Het lijkt alsof de kiezer eindelijk geëmancipeerd is. De opkomst bij verkiezingen is hoog, de zetels wisselen snel en het aantal partijen neemt toe. Maar besturen wordt ingewikkelder, want lang niet elke club is ertoe bereid of in staat en op regeren volgt straf. Jammer van de partijfolklore, maar voor stabiliteit is politieke hergroepering nodig.
Er is inmiddels al erg veel gezegd en geschreven over de verkiezingen voor de Tweede Kamer. Ze trokken internationaal ongekend veel aandacht als eerste belangrijke toets van de populariteit van populistische politiek na Groot-Brittannië (Brexit) en de Verenigde Staten (verkiezing Trump) en voor de presidentsverkiezingen in Frankrijk en de Bondsdagverkiezingen in Duitsland later in 2017.
De uitslag is aanvankelijk met opluchting ontvangen: Geert Wilders’ PVV werd niet de grootste partij. Maar achter deze opluchting gaan ook paradoxen schuil. De PVV werd niet de grootste partij maar won wel zetels. De VVD ‘won’ de verkiezingen door acht zetels te verliezen. Collateral damage was er eveneens. De steun voor de PvdA, een van de grote traditionele bestuurderspartijen van het land, is op ongekende wijze verschrompeld.
In beschouwingen over het debacle van de PvdA zijn verklaringen tot nu toe vooral gezocht in factoren die speciaal voor de PvdA golden of gelden. Voorbeelden zijn: de volgens velen overhaaste coalitievorming met de VVD in 2012, het gebrek aan zichtbaarheid als kleinste coalitiepartner, de toegeschreven verantwoordelijkheid voor een streng crisisbeleid en voor alles wat er niet goed ging en gaat rond immigratie en integratie, verkeerde keuze van campagne-issues, een zielloze ‘lijsttrekkersstrijd’ tussen Diederik Samsom en Lodewijk Asscher.
Al deze verklaringen zullen ten minste voor een deel wel kloppen. Bovendien bieden sommige ook zeker nuttige aanknopingspunten om bij de volgende verkiezingen misschien een beter resultaat te boeken. Dit laatste is essentieel voor de toekomst van de PvdA, en het is dus van groot belang dat lering wordt getrokken uit de campagne en de afgelopen regeerperiode.
Deze bijdrage heeft echter een ander doel, en dat is: duidelijk maken dat de verkiezingsnederlaag van de PvdA niet onverwacht was, evenmin voorspelbaar was, maar past in ontwikkelingen in het Nederlandse electorale systeem die al decennia gaande zijn. Tegen de achtergrond van langetermijnontwikkelingen blijkt het verkiezingsresultaat van 2017 allerminst verrassend te zijn. Het past in de ontwikkeling van het politieke systeem in de afgelopen halve eeuw. Dit roept natuurlijk de vraag op wat deze bevinding te zeggen heeft over toekomstige verkiezingen, en over het lot van de PvdA daarin.
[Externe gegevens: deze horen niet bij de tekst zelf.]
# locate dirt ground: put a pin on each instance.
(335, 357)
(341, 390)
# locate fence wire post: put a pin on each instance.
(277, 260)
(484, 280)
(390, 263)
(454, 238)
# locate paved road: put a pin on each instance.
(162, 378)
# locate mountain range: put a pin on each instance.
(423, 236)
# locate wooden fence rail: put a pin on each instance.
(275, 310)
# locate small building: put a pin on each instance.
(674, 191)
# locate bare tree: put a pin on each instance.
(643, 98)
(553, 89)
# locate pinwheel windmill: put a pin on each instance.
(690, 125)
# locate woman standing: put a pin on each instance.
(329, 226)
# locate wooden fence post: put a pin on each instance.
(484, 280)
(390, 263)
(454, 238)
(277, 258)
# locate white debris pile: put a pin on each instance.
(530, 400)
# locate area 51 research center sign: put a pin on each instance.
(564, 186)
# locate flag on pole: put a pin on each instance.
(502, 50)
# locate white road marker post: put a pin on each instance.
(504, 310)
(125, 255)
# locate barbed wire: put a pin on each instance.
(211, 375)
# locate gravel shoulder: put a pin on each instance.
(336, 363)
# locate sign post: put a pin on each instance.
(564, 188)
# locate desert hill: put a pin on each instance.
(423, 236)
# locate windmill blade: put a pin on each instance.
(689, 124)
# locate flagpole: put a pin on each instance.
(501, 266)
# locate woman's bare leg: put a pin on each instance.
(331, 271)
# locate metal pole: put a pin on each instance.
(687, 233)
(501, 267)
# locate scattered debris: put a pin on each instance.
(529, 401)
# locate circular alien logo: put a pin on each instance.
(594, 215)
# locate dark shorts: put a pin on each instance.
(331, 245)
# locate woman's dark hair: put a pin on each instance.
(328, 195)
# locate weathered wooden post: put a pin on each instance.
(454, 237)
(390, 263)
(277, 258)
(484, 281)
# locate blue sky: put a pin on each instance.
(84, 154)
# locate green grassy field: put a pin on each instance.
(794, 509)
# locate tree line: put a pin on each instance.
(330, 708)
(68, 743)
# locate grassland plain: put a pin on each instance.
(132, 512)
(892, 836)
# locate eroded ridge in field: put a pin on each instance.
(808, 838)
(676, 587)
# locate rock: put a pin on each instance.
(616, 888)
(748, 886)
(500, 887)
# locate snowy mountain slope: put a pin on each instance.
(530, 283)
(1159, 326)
Politieke betrokkenheid neemt eerder toe dan af
Een van de opvallende kenmerken van de Nederlandse verkiezingsuitslag in 2017 was de hoge opkomst. Met 81,9% was deze zelfs het hoogst in dertig jaar: we moeten terug naar 1986 om een hogere opkomst te vinden (85,8%). Opkomst wordt vaak gezien als een teken van politieke betrokkenheid. Mensen met belangstelling voor en kennis van politiek stemmen, terwijl cynische burgers en degenen die weinig vertrouwen hebben in democratie vaker thuisblijven. Andersom kan een hoge opkomst worden opgevat als een aanwijzing dat belangstelling voor politiek en vertrouwen in democratie aanwezig zijn.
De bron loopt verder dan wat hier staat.